La variante è esemplificata più efficaciemente nei romanzi di Carlo Dossi, dall’Altrieri (1868) alla Vita di Alberto Pisani (1870) e alla Desinenza in “A” (1878): nel primo si tratta di un continuo gioco con i ricorsi personificati, nel secondo della scrittura di un libro nel suo divenire da parte di uno scrittore, nel terzo di un gioco metaforico col teatro, con la presentazione della narrazione come se fosse una rappresentazione teatrale, tanto che la struttura è in atti, scene, intermezzi e finali invece che in capitoli. Qui è dunque in causa il carattere finzionale della creazione letteraria in genere. Dove il gioco autoriflessivo riguarda la scrittura è nella Vita di Alberto Pisani e anche la conclusione con il suicidio del protagonista sul cadavere della donna amata può essere letta come una parodia di certi romanzi ottocenteschi.

Più radicale il procedimento attuato da Mario Carli in Retroscena (1915), dove prevale sulla storia il commento metanarrativo.

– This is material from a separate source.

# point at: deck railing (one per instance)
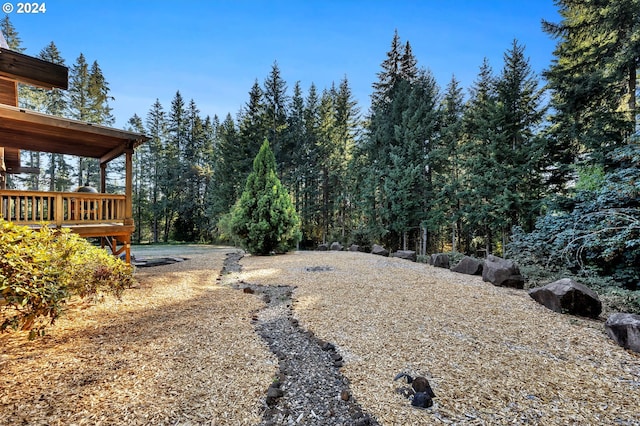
(61, 208)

Più di recente il procedimento compare nell’Anonimo lombardo (1959) di Alberto Arbasino, una specie di enciclopedia di problemi del romanzo in forma epistolare.

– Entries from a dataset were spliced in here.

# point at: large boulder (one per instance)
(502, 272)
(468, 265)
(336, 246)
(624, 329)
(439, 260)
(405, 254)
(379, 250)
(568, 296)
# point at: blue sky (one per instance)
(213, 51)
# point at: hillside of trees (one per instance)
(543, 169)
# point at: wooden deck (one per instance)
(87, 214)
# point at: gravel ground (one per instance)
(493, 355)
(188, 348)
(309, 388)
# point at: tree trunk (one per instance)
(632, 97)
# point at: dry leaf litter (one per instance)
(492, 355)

La versione più complessa si trova in Se una notte d’inverno un viaggiatore (1979) di Calvino. In esso il gioco del romanzo non si limita ad un unico romanzo, ma riguarda il romanzo contemporaneo in generale e coinvolge in una continua riflessione non solo la narrazione di una storia specifica ma il narrare tout court. Nella cornice, poi, dominano il lettore e la lettrice anziché il narratore e nel primo capitolo del romanzo, che contiene dieci inizi di romanzi narrati tutti da un io protagonista, non figura nemmeno una volta il pronome personale “io”. Cesare Segre, osservando che negli ultimi anni il romanzo del romanzo è diventato quasi un genere letterario, ha scritto che Calvino ad esso ha sostituito “il meno diffuso romanzo metaromanzato”, o, forse più esattamente, “il romanzo della teoria del romanzo”. Nella perfetta struttura “romanzesca”, che si chiude, come si deve, con un matrimonio, ma fra il lettore e la lettrice, si sviluppa un commento sulla narrazione romanzesca come la forma moderna del narrare, in rapporto però con le forme antiche, con le storie di sempre e di tutti. Il “malanno del narrare oggi” viene dominato da Calvino in una forma perfettamente narrativa, senza che ciò implichi una tranquilla fiducia nella narrabilità dei fatti perché una storia presuppone sempre qualcosa di precedente che fa parte del vissuto di cui essa può rappresentare solo una parte. E questo è poi uno dei problemi tipologici della narrativa che, in quanto isolamento di un “pezzo vissuto”, è sempre un artificio, un taglio in un intreccio continuo.

Davanti a tale artificio le soluzioni sono, come visto, diverse ma per l’epoca recente la tendenza è quella dell’abbassamento della posizione del narratore.